Yesterday was British Home Child Day in Canada, so it was timely that Findmypast announced on Friday that it had added three new Home Children record sets to its existing collection. With emigration reports, lodgings registers and newspaper cuttings, there are a total of 2,213 new images to explore.
Between 1869 and 1948, the British government sent more than 100,000 children of all ages to Canada.

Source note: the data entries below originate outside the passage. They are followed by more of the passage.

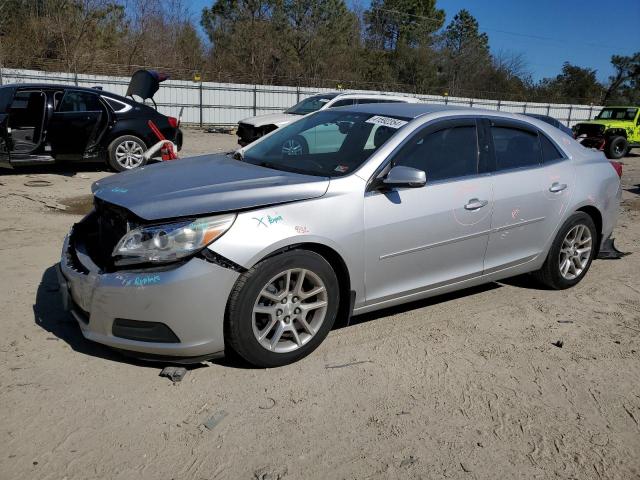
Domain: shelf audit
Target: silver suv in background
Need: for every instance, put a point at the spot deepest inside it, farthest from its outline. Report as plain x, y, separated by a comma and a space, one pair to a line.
261, 252
252, 128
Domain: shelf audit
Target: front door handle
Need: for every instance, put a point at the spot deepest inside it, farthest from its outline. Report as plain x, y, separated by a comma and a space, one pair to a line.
557, 187
475, 204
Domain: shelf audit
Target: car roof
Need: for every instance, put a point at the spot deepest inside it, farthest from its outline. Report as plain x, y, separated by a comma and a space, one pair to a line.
407, 110
23, 86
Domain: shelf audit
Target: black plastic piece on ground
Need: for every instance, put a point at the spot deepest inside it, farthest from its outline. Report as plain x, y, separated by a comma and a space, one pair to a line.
609, 251
175, 374
143, 331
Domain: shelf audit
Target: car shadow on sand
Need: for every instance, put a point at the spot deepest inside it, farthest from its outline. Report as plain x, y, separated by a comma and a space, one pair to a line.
50, 315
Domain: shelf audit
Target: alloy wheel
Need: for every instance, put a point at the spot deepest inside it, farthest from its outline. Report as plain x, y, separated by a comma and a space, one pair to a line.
289, 310
575, 252
129, 154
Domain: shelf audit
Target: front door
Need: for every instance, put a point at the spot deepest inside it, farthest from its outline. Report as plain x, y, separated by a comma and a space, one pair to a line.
75, 122
532, 184
421, 238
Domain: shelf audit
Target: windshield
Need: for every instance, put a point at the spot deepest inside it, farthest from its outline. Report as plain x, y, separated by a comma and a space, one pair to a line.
310, 104
617, 114
329, 143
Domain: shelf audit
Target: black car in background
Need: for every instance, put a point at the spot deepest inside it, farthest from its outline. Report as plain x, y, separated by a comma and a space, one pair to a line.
44, 123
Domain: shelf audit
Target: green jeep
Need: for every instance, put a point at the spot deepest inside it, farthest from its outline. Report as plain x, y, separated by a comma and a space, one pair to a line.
615, 130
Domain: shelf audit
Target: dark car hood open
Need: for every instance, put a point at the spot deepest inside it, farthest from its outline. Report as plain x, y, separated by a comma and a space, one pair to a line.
203, 185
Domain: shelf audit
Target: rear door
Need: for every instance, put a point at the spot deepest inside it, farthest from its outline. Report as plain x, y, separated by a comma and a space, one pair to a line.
533, 181
78, 117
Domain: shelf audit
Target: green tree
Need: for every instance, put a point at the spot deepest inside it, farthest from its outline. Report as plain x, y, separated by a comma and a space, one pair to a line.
573, 85
624, 85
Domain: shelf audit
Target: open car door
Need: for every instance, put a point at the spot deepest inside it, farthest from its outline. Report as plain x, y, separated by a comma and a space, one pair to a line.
5, 160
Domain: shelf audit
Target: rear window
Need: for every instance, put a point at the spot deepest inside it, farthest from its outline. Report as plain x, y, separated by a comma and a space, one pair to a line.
79, 102
6, 95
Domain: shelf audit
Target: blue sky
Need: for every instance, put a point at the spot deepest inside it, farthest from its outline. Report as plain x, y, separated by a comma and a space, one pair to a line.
548, 32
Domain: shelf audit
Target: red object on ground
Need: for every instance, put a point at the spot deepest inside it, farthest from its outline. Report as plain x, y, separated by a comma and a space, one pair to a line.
617, 166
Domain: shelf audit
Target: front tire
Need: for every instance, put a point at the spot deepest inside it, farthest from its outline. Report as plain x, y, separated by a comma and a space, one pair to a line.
126, 153
282, 309
617, 148
571, 253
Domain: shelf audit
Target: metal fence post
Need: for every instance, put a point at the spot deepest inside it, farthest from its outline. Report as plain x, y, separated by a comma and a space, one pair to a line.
255, 99
200, 97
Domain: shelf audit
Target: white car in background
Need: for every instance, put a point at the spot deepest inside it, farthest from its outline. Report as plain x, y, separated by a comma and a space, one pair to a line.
252, 128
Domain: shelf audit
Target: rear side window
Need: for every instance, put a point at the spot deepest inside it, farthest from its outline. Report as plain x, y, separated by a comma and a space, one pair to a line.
515, 148
550, 152
444, 154
79, 102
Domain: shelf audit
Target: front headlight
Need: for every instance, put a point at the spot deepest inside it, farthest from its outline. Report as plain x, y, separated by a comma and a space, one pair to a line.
169, 242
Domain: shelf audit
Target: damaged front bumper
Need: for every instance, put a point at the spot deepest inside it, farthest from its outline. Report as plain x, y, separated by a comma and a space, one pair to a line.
171, 313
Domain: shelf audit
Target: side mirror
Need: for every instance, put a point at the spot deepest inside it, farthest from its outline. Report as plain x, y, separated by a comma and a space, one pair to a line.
405, 177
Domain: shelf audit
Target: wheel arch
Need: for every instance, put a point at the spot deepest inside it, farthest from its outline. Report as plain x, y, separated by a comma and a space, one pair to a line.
596, 216
339, 265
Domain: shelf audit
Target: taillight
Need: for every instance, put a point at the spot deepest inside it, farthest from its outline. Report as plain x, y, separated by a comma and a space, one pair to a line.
617, 167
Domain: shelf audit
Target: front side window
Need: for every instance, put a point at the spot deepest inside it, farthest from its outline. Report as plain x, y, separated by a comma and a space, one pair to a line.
79, 102
515, 148
444, 154
329, 143
310, 104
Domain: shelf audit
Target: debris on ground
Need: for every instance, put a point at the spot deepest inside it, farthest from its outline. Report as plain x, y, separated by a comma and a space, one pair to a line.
343, 365
175, 374
37, 183
272, 403
219, 130
214, 420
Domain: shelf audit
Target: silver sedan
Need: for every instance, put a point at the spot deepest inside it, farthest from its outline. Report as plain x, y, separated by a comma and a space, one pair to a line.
342, 212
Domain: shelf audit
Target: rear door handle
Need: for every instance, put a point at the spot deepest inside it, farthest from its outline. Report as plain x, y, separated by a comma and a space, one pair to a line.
475, 204
557, 187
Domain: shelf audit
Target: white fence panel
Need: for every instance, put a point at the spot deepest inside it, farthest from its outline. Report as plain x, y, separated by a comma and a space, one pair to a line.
213, 103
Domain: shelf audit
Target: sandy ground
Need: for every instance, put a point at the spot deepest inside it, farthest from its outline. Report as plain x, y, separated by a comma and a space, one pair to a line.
467, 385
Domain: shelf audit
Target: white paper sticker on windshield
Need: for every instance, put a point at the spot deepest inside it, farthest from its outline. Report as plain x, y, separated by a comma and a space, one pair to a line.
387, 121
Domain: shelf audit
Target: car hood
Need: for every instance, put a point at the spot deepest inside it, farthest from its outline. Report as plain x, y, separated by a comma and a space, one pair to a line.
204, 185
278, 119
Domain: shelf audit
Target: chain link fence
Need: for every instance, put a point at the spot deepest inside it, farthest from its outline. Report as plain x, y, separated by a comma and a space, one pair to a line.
224, 104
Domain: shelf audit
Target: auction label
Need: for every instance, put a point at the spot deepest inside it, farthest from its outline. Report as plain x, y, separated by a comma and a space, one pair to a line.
387, 121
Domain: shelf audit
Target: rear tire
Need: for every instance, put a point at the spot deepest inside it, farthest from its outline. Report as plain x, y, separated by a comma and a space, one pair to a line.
270, 321
125, 153
571, 240
617, 148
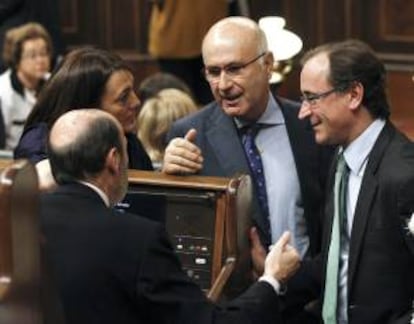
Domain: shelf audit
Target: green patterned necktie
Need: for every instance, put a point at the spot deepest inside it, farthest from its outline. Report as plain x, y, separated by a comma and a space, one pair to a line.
330, 302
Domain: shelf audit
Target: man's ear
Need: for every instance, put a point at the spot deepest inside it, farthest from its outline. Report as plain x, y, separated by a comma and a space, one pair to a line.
356, 93
269, 61
113, 161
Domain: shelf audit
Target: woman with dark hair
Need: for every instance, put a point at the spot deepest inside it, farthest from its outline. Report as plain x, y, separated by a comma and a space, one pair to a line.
87, 78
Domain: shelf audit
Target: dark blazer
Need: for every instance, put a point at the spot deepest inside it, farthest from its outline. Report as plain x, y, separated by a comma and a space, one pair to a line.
114, 267
381, 257
223, 154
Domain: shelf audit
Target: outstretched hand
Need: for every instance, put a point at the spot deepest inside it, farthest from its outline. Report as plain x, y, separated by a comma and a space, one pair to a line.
182, 156
283, 260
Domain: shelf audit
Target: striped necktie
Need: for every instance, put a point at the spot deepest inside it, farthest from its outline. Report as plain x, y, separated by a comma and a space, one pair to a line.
255, 163
330, 302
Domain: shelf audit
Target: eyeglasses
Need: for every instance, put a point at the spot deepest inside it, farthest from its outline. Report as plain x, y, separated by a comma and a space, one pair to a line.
32, 55
313, 98
213, 73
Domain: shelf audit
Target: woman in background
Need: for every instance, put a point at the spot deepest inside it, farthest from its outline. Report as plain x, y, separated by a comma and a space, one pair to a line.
156, 117
87, 78
27, 53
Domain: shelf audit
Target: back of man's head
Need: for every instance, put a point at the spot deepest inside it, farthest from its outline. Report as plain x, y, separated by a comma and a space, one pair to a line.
79, 142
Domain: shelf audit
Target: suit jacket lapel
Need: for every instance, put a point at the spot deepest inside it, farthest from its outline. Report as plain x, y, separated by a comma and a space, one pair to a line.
366, 197
224, 140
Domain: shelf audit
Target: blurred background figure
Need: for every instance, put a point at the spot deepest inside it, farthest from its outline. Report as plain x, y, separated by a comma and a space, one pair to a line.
176, 30
14, 13
154, 83
27, 54
156, 117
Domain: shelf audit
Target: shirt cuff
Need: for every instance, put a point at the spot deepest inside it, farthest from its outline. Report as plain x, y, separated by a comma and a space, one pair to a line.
271, 281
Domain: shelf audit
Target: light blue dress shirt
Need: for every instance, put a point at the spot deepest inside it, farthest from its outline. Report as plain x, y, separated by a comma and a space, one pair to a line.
282, 183
356, 157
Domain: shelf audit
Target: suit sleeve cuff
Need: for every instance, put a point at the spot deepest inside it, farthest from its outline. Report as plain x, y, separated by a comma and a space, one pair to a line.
271, 281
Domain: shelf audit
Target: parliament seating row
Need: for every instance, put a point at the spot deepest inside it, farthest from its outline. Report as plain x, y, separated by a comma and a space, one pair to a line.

Care homes, the church, local authorities and philanthropic organizations rallied behind the scheme, whereby children as young as two years old were sent to Canada, Australia, New Zealand and South Africa as a way of solving England’s “juvenile vagrancy” problem.
Here are the new record sets:
Colonial Office, Emigration to Canada Enclosures to Reports
The 1,888 transcriptions and images of reports from the Canadian Colonial Office document children who emigrated from Britain to Canada between 1887 and 1892.
Register of Boys Arrived in Toronto House of Industry
These 250 register entries document boys and men who the Toronto House of Industry received between 1858 and 1864. The Toronto House of Industry was a lodging house that catered to Toronto’s poor and was part of the Home Children scheme in the 19th century.
News Cuttings of Dr. Barnardo
Findmypast also published a collection of browse-only newspaper clippings about the life and work of Dr. Barnado. Missionary Thomas John Barnardo was born in Dublin in 1845. From the creation of the first Barnardo’s children’s home in 1867 to his death in 1905, almost 60,000 children had passed through his various institutions.